Agnico’s $130M Avenir to probe beyond gold

Agnico Eagle launches $130M Avenir unit for critical mineralsThe Canadian Malartic mine. (Image courtesy of former co-owner Yamana Gold.)

Canada’s Agnico Eagle Mines (TSX, NYSE:AEM) has launched a new subsidiary, Avenir Minerals, to manage and advance nearly $80 million in early-stage critical minerals investments. 

The Toronto-based gold miner plans to contribute $50 million in cash to fund the new company, it said in a release Wednesday accompanying quarterly results. Agnico retains a right of first refusal on future investment opportunities with the option to provide additional capital later.

Avenir is to evaluate and develop critical mineral opportunities outside Agnico’s core gold and copper operations. Operating as an independent and self-sustaining entity, it will pursue strategic partnerships and government support for critical mineral projects with a primary focus on Canada.

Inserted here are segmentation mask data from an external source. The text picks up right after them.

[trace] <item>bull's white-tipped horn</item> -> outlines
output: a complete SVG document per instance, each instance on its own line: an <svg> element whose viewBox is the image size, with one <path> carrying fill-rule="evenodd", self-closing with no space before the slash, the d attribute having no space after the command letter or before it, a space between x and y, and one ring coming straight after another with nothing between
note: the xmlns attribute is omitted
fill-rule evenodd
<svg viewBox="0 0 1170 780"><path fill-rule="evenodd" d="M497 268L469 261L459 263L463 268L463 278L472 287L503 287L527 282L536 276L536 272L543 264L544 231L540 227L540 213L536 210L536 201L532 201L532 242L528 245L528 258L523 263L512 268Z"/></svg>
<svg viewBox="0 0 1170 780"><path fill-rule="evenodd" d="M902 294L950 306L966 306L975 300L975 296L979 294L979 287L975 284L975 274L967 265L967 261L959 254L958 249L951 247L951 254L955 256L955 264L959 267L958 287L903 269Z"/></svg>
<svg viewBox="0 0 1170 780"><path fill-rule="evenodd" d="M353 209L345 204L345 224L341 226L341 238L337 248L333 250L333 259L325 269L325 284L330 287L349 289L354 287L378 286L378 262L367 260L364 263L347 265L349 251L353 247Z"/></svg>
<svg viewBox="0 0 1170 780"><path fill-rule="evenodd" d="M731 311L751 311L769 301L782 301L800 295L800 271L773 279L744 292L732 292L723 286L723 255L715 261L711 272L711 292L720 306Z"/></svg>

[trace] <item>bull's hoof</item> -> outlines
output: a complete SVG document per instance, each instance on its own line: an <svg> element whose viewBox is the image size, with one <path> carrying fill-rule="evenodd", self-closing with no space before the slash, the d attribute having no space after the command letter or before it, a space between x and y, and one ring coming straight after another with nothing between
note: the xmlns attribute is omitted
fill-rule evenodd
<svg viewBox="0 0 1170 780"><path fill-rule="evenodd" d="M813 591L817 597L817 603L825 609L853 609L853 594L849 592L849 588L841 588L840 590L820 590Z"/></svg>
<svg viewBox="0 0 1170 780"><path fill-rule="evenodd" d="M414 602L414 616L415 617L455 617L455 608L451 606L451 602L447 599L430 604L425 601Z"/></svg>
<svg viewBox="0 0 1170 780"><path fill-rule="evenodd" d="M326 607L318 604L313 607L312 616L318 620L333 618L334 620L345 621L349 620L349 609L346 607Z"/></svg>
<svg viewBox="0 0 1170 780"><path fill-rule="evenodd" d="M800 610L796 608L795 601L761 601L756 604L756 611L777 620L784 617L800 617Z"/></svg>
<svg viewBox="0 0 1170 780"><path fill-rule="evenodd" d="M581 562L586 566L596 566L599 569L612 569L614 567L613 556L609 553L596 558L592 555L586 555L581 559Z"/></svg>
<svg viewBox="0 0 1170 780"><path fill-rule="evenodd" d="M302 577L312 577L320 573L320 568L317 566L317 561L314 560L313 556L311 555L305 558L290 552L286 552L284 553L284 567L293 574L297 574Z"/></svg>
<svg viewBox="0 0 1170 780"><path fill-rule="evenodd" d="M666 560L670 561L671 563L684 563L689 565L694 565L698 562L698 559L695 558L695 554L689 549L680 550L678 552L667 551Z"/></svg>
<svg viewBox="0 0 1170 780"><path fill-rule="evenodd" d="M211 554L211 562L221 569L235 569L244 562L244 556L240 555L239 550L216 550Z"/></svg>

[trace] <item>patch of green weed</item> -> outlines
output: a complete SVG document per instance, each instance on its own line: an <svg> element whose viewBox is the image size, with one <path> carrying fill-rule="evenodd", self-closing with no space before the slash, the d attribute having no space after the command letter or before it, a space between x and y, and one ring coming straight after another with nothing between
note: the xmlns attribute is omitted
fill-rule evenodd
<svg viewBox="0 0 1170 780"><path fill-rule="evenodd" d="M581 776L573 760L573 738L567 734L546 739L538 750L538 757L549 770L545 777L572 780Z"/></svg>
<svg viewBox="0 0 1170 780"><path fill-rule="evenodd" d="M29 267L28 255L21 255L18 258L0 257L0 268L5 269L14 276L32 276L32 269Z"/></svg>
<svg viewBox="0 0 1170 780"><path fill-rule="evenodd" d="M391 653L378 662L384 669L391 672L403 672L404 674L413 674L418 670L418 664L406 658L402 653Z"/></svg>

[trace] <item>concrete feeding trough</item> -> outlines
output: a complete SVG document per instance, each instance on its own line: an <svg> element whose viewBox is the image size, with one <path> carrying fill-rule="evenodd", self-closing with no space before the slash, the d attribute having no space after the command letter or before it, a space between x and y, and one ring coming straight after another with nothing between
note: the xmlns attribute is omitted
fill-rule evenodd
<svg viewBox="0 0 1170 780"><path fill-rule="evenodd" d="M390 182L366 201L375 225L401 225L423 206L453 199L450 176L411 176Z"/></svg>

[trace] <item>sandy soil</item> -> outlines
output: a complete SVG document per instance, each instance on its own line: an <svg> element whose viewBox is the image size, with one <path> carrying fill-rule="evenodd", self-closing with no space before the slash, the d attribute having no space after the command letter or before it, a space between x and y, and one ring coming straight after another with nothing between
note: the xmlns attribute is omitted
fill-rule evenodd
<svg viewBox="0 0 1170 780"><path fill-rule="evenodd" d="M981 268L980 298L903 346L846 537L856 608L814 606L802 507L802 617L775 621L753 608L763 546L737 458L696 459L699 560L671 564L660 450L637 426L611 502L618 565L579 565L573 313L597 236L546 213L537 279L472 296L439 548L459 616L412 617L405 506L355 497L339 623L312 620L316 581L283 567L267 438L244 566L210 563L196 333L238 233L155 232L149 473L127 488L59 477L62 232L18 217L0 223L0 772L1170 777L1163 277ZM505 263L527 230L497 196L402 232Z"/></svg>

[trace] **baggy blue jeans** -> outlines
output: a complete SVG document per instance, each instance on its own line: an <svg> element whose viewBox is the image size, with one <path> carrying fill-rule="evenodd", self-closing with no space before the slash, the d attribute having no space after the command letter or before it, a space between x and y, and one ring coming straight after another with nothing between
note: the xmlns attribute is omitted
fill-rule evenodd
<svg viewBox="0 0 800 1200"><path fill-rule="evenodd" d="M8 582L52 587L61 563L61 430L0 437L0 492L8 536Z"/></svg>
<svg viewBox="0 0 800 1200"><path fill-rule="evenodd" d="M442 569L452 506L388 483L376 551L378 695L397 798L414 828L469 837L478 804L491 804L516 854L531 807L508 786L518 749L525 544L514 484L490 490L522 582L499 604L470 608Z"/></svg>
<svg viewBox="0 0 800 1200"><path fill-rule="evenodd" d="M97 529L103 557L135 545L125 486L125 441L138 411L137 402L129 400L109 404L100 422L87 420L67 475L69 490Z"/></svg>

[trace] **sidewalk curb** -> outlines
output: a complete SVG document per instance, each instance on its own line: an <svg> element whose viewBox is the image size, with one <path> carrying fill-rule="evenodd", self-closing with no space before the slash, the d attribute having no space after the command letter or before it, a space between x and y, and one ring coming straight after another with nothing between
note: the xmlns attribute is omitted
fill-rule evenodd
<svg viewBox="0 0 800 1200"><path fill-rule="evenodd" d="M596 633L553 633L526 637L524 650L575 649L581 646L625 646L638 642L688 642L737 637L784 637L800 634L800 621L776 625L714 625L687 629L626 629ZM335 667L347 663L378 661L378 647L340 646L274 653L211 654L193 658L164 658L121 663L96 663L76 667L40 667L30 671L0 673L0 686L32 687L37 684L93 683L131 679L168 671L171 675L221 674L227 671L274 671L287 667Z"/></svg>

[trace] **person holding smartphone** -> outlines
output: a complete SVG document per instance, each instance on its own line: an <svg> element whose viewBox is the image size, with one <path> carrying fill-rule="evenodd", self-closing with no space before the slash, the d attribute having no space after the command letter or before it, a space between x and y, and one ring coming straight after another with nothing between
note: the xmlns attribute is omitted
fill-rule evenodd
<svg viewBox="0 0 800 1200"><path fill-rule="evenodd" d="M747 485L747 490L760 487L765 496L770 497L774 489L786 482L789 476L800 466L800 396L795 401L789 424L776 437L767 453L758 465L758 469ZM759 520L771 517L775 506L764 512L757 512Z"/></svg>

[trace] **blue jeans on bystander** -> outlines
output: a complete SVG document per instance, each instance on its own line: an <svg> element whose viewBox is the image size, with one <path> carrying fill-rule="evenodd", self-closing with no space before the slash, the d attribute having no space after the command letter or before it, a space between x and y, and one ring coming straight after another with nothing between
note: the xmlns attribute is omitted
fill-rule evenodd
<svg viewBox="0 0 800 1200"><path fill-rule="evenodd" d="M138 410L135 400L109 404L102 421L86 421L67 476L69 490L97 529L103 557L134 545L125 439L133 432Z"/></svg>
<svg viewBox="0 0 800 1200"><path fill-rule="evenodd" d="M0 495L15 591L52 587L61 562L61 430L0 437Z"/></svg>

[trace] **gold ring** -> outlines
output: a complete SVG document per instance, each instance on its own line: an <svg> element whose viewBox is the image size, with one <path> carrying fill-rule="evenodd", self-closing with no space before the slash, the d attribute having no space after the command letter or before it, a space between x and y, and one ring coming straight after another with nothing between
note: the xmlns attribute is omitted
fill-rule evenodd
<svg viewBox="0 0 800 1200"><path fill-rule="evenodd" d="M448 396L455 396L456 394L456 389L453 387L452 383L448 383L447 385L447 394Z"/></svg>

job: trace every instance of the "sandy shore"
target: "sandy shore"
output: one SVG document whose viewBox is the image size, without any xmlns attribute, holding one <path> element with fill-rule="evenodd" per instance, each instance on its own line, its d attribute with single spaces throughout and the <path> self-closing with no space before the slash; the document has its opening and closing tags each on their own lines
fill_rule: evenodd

The move follows Agnico’s $180 million investment earlier this week in Perpetua Resources (Nasdaq, TSX: PPTA), a U.S.-based gold and antimony producer developing the $1.3-billion Stibnite project in Idaho. The project, supported by Washington, aims to rebuild domestic supplies of critical minerals.

Third quarter

Agnico’s decision to fold its non-core investments into Avenir came alongside record third-quarter results, fuelled by higher gold prices and consistent output across its mines.

Agnico Eagle shares gained 3% to $161.69 apiece in New York on Thursday morning. The company’s market value stands at $80.4 billion.

The company reaffirmed its 2025 production and cost forecast. It reported net income of $1.06 billion, or $2.10 a share, for the quarter. Adjusted net income reached a record $1.09 billion, or $2.16 a share. Operating cash flow totalled $1.82 billion, with free cash flow of $1.19 billion.

BMO Capital Markets analysts described Agnico’s quarter as “solid,” noting production and sales exceeded expectations. “Projects are on track and guidance was reiterated, although unit costs could trend to the high end given gold pricing well above guidance levels,” analyst Matthew Murphy wrote.

Forecasts

The miner maintained its full-year production forecast of 3.3 million to 3.5 million oz. of gold, with costs expected to trend toward the higher end of its range due to increased royalties. Capital spending for 2025 is projected between $1.75 billion and $1.95 billion, excluding capitalized exploration of $290 million to $310 million.

“We delivered another quarter of strong and consistent operational performance, which translated into record financial results as higher gold prices continue to drive expanded margins,” president and CEO Ammar Al-Joundi said in a statement. “We are well on track to meet our full-year production and cost guidance, supported by disciplined cost management and a focus on productivity.”

Agnico ended the quarter with a strengthened balance sheet, holding $2.36 billion in cash and reducing long-term debt to $196 million, resulting in a net cash position of $2.16 billion as of Sept. 30. Moody’s upgraded its long-term issuer rating to A3 from Baa1 in August. The company declared a quarterly dividend of 40¢ a share and repurchased just over one million shares for $150 million.

Key projects

Development work continued across Agnico’s key growth assets, including Canadian Malartic, Detour Lake, Upper Beaver, Hope Bay, and San Nicolas.

At Canadian Malartic, shaft sinking and development of East Gouldie levels are advancing toward production in the second half of 2026, while drilling continues to extend mineralisation at depth.

The Detour Lake underground ramp advanced 259 metres in the quarter, and construction of the Upper Beaver shaft is set to begin in the fourth quarter.

Exploration at Hope Bay returned high-grade intercepts, including 16.9 grams gold per tonne over 4.6 metres and 12.7 grams over 9.3 metres in the Madrid deposit’s Patch 7 zone. At San Nicolas in Mexico, engineering for the feasibility study is expected to be 30% complete by year-end.